Private-practice psychiatrist joins Mental Health Associates
NATCHEZ — When Dr. Linda Wilbourn needed to find a psychiatrist to associate with Mental Health Associates, she didn’t look long.
She went with the first person who came to mind.
Dr. William S. Cook Jr., who Wilbourn first met two decades ago when both were consulting at a chemical dependency clinic in Jackson, was an obvious choice, she said.
“I have always been very impressed with Dr. Cook’s professionalism and his dedication to his patients and their welfare,” she said.
Cook accepted Wilbourn’s offer, and has been working part-time with Mental Health Associates and Miss-Lou Addiction Clinic three days a week since Dec. 1. He also serves as the staff psychiatrist for the Senior Behavioral Health Unit at Natchez Regional Medical Center and has a private practice at MHA.
The need for a psychiatrist in the area is two-fold, Wilbourn said.
The first is the Miss-Lou hasn’t — to her knowledge — had a private-practice psychiatrist in the 20 years she has been practicing psychology in Natchez, and patients needing psychiatric evaluation have had to drive to Baton Rouge or Jackson.
The second need was for Miss-Lou Addiction Clinic, which needed a psychiatrist in order to properly administer Suboxone treatment, a medical approach to treating opiate-based addiction.
“A psychiatrist is a medical doctor who has gone to medical school and done four years of residency and can prescribe medicines and psychotherapy,” Cook said. “A psychologist can do the therapy, but can’t prescribe medicines and doesn’t have a medical background.”
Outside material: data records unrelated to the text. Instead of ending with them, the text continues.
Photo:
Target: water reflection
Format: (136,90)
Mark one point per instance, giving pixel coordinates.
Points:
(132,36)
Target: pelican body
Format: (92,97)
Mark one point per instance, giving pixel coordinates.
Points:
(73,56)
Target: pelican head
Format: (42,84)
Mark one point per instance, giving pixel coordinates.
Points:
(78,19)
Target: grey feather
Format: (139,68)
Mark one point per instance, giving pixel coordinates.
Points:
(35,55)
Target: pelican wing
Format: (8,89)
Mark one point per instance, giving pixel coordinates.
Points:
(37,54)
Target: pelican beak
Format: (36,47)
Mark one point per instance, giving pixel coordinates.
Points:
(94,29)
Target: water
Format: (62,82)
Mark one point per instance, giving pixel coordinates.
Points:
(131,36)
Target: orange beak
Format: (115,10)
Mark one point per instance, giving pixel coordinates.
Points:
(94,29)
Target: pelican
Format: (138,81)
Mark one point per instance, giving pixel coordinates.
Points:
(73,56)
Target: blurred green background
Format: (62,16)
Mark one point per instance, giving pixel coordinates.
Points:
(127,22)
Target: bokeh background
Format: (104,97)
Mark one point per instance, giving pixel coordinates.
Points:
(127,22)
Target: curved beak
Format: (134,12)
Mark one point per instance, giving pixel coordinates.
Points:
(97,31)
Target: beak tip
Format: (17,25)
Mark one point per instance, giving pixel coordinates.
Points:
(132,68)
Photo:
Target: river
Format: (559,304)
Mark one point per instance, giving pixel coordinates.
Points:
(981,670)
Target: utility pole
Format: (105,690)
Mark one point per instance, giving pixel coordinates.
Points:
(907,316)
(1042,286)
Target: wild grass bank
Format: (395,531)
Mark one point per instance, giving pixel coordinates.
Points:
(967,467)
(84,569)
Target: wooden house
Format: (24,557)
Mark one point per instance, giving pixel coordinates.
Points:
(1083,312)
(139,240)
With Cook’s addition, Miss-Lou Addiction Clinic takes a three-pronged, multi-disciplinary approach to substance abuse treatment, he said.
First, the clinic’s counselor — Lisa Swinny — will complete an intake questionnaire with a patient, who will then see Cook.
After Cook performs a medical evaluation, he refers the patient to Wilbourn for further mental treatment.
“The Drug Enforcement Agency has strict guidelines about what they consider to be appropriate Suboxone treatment, and one component that has been missing in some instances has been the mental health component,” Wilbourn said. “With (Cook’s addition), we are covering all of the needed and mandated components for Suboxone treatment. The patients can’t just take the pills, they have to have the mental health treatment as well.”
Cook said he’s delighted to return to Natchez, where he worked in 1991 as an emergency room doctor at Humana Hospital, now Natchez Community Hospital.
He graduated from Wheaton College with a bachelor of science in biology in 1978 and completed his medical training at the University of Mississippi Medical School in 1982.
Among other things, he was a teaching fellow in pathology at Boston University’s School of Medicine and completed a year of residency in pathology at the Mallory Institute of Pathology.
He also spent a year as a research fellow in dermatology at the University of California, worked in emergency rooms in six hospitals — including the King’s Daughter’s Hospital in Brookhaven, where he was acting medical director — and completed a residency in psychiatry at UMC in June 1994.
Cook was the chief resident at UMC from July 1993 to June 1994.
Since then, he has completed other fellowships and served as the medical director or primary call physician at five clinics and as psychiatrist at a sixth.
Cook said he decided to become a full-time psychiatrist after 10 years in the medical field because it was the most interesting specialization for me for him.
“I liked the emergency room, but I always wanted to be a psychiatrist,” he said. “There are no two days the same, and I like working with the variety of patients.”
Cook said he still sees some patients who might be hesitant to see a psychiatrist, but the fears they might have can be eased after a couple of sessions.
“There is a lot of reluctance because there is still a lot of stigma in the deep South about seeing a psychiatrist about dealing with their problems, but when patients get some help and start to move forward, they have less reluctance,” he said.
While Cook works three days in Natchez, he still has a private practice in Jackson. Working between the two cities, however, isn’t a problem for him.
“I take the Natchez Trace, and except for the deer hazards — I had a 10-point buck hit my new car — I like the drive and the variety of getting out of my office.”
Cook said getting re-acquainted with Natchez has been easy, and residents are likely to see him downtown before work in the mornings he’s in the area.
“I love Natchez, and I always have,” he said.
Mental Health Associates is located at 404 N. Union St.